# Snow Chains for Sale- Winters coming!!!!!



## wasfitonce (Apr 27, 2009)

Winter will soon be here! One pair of Snow Chains for sale. You must have them when travelling on the Continent in the winter,
Will fit most 14 15 16 17 18 Tyres PM with your tyre size if interested. Never used and as new. Could bring to Malvern.

Sell for £30

Paul


----------



## bulawayolass (Jul 27, 2010)

Just run that past me you need snow chains over all the continent? hub went over a couple of times at xmas drove through france to spain and another time to portugal and didnt have them?
When would the dates be from you would need them?


----------



## wasfitonce (Apr 27, 2009)

*Snow chains*

So far as I understand that if you are going anywhere where snow is likely ( winter time) you should have chains with you. Reason for selling is that the chains will not fit new van. Know doubt one the 'experts' on this site will have an answer.

Paul


----------



## bulawayolass (Jul 27, 2010)

Ok thanks Paul was concerned if l did go say xmas on same route to centres Brian went to l would have a problem but that at the moment is to far ahead to worry about so l will just make a note


----------



## Hezbez (Feb 7, 2009)

Hi Paul - you have a PM.


----------



## teemyob (Nov 22, 2005)

*Tyres*

Yes, I have 6 x Brand New 205/75/16C Michelin Agilis Alpin Winters up for grabs.

TM


----------



## raynipper (Aug 4, 2008)

I am about to dump two sets of 13" and 14" snow chains in the bin.

Ray.


----------



## coppo (May 27, 2009)

raynipper said:


> I am about to dump two sets of 13" and 14" snow chains in the bin.
> 
> Ray.


Broken or not upto the job cos poorly made?

Paul.


----------



## jiwawa (Jun 22, 2007)

*Re: Snow chains*



paulann said:


> So far as I understand that if you are going anywhere where snow is likely ( winter time) you should have chains with you. Reason for selling is that the chains will not fit new van. Know doubt one the 'experts' on this site will have an answer.
> 
> Paul


As I understood it, I would have needed snow chains in Spain if I was actually driving in snow.

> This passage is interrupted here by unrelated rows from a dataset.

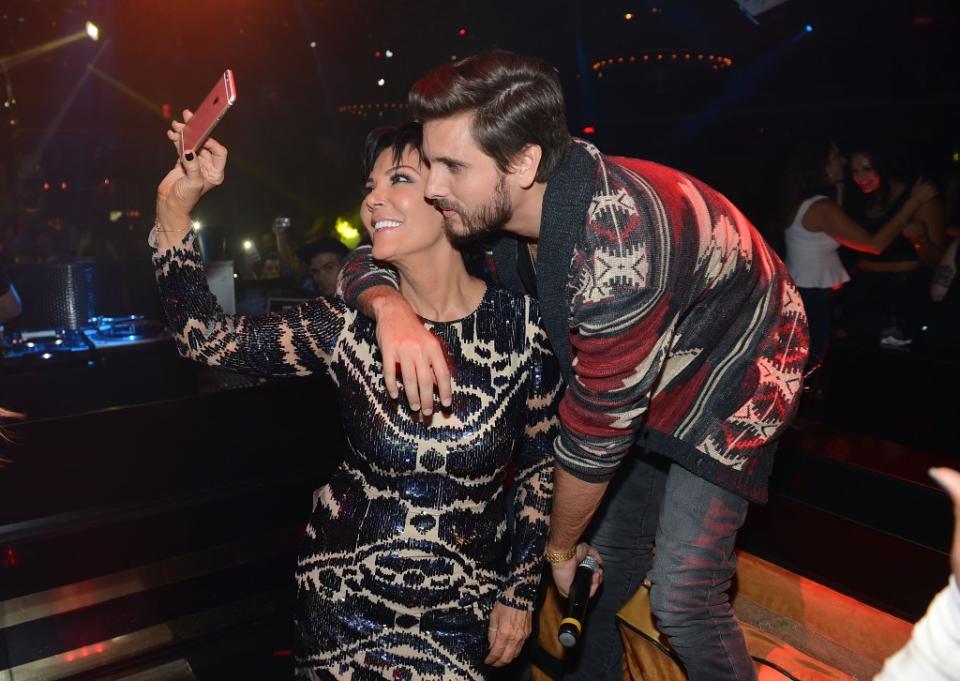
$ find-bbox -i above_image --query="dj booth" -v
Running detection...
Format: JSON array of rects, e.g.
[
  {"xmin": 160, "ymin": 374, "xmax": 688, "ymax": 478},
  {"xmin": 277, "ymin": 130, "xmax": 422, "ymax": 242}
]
[{"xmin": 0, "ymin": 259, "xmax": 342, "ymax": 680}]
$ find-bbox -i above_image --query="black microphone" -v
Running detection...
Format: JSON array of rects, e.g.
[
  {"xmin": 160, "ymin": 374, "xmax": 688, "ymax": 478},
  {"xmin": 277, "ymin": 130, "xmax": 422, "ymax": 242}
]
[{"xmin": 557, "ymin": 555, "xmax": 599, "ymax": 648}]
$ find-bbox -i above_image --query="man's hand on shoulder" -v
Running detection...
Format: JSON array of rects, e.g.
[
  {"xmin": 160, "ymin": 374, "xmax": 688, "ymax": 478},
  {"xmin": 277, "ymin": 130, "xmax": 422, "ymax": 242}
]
[{"xmin": 360, "ymin": 287, "xmax": 453, "ymax": 416}]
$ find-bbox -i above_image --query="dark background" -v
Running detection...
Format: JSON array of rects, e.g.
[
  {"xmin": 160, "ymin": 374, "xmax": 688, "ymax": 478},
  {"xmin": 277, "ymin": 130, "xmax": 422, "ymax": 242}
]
[{"xmin": 0, "ymin": 0, "xmax": 957, "ymax": 259}]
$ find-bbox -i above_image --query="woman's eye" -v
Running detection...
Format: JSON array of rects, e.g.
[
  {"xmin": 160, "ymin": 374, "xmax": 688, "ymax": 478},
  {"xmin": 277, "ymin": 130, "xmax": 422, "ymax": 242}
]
[{"xmin": 390, "ymin": 173, "xmax": 412, "ymax": 185}]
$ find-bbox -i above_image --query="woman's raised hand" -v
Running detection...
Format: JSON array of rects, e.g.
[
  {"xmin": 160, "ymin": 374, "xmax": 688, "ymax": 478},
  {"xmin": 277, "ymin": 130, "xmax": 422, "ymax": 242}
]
[{"xmin": 156, "ymin": 109, "xmax": 228, "ymax": 224}]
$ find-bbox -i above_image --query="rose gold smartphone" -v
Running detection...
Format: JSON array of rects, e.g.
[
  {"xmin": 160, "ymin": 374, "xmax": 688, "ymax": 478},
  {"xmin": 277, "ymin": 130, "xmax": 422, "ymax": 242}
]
[{"xmin": 179, "ymin": 69, "xmax": 237, "ymax": 159}]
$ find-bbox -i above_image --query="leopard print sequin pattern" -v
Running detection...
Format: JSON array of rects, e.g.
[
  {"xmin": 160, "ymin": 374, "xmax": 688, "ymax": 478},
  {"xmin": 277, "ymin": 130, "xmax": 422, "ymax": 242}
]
[{"xmin": 153, "ymin": 231, "xmax": 561, "ymax": 680}]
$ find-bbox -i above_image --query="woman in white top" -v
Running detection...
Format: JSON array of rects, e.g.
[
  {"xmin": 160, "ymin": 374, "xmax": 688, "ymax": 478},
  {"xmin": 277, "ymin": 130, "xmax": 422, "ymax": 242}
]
[{"xmin": 780, "ymin": 141, "xmax": 936, "ymax": 374}]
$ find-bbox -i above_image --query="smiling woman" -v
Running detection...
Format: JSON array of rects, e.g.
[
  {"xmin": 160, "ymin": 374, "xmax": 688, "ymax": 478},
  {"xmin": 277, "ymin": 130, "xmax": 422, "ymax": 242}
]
[
  {"xmin": 151, "ymin": 118, "xmax": 562, "ymax": 679},
  {"xmin": 361, "ymin": 125, "xmax": 451, "ymax": 273}
]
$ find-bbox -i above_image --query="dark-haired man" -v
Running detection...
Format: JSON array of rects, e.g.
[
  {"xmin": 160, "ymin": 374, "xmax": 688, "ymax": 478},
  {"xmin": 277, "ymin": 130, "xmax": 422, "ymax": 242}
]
[
  {"xmin": 339, "ymin": 50, "xmax": 808, "ymax": 681},
  {"xmin": 297, "ymin": 237, "xmax": 348, "ymax": 297}
]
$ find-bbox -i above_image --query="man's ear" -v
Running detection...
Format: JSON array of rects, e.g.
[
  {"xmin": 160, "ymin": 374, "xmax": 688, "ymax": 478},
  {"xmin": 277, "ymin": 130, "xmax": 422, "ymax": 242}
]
[{"xmin": 511, "ymin": 144, "xmax": 543, "ymax": 189}]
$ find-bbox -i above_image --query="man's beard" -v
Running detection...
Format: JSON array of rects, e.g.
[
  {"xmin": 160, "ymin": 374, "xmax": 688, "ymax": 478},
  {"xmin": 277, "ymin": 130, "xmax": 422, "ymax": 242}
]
[{"xmin": 436, "ymin": 174, "xmax": 513, "ymax": 248}]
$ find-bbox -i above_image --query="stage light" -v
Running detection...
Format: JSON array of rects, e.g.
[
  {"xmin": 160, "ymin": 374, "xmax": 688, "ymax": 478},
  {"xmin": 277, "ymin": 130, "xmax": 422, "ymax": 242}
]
[
  {"xmin": 161, "ymin": 103, "xmax": 171, "ymax": 119},
  {"xmin": 624, "ymin": 12, "xmax": 634, "ymax": 20},
  {"xmin": 243, "ymin": 240, "xmax": 253, "ymax": 251},
  {"xmin": 804, "ymin": 24, "xmax": 813, "ymax": 33},
  {"xmin": 458, "ymin": 28, "xmax": 467, "ymax": 36},
  {"xmin": 42, "ymin": 182, "xmax": 50, "ymax": 190},
  {"xmin": 582, "ymin": 126, "xmax": 596, "ymax": 134},
  {"xmin": 385, "ymin": 49, "xmax": 393, "ymax": 58},
  {"xmin": 85, "ymin": 21, "xmax": 99, "ymax": 41},
  {"xmin": 192, "ymin": 220, "xmax": 202, "ymax": 231},
  {"xmin": 60, "ymin": 181, "xmax": 68, "ymax": 190},
  {"xmin": 103, "ymin": 178, "xmax": 110, "ymax": 185},
  {"xmin": 377, "ymin": 78, "xmax": 385, "ymax": 86},
  {"xmin": 375, "ymin": 50, "xmax": 382, "ymax": 58},
  {"xmin": 42, "ymin": 353, "xmax": 52, "ymax": 360},
  {"xmin": 335, "ymin": 218, "xmax": 361, "ymax": 249},
  {"xmin": 309, "ymin": 41, "xmax": 317, "ymax": 49}
]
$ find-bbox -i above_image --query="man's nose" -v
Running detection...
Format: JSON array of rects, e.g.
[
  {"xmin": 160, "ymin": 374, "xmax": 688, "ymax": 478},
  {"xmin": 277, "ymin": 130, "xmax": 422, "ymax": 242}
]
[{"xmin": 424, "ymin": 169, "xmax": 446, "ymax": 201}]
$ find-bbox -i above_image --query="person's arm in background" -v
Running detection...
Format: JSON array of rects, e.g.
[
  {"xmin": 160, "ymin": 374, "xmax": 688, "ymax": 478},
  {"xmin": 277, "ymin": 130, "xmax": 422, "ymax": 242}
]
[
  {"xmin": 804, "ymin": 180, "xmax": 937, "ymax": 255},
  {"xmin": 930, "ymin": 240, "xmax": 958, "ymax": 303},
  {"xmin": 337, "ymin": 245, "xmax": 452, "ymax": 415},
  {"xmin": 272, "ymin": 217, "xmax": 297, "ymax": 278},
  {"xmin": 875, "ymin": 468, "xmax": 960, "ymax": 680},
  {"xmin": 903, "ymin": 197, "xmax": 947, "ymax": 268}
]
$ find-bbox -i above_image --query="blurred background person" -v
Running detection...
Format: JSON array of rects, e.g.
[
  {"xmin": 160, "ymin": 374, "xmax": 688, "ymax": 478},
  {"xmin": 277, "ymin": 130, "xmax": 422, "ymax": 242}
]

We decided we'd not bother taking them and just sit out any snow we came across. We have 4 wheels on the rear-drive Transit so I didn't fancy trying to fit chains on all of these!

In actual fact, we didn't take the central route to the south coast, but went right round the perimeter of Spain and Portugal. So though it was very cold at times, we didn't see any snow.


----------



## teemyob (Nov 22, 2005)

*Snow*



coppo said:


> raynipper said:
> 
> 
> > I am about to dump two sets of 13" and 14" snow chains in the bin.
> ...


I have a Minivan with 12" wheels (Steel) I am changing them to 14" Alloy.

That said there are not many cars around these days with 13 or 14" Steel Wheels.

But incredibly, a fair few motorhomes!

Weigh them in Ray.

TM


----------



## raynipper (Aug 4, 2008)

coppo said:


> raynipper said:
> 
> 
> > I am about to dump two sets of 13" and 14" snow chains in the bin.
> ...


Nope, brand new in boxes Paul.

Ray.


----------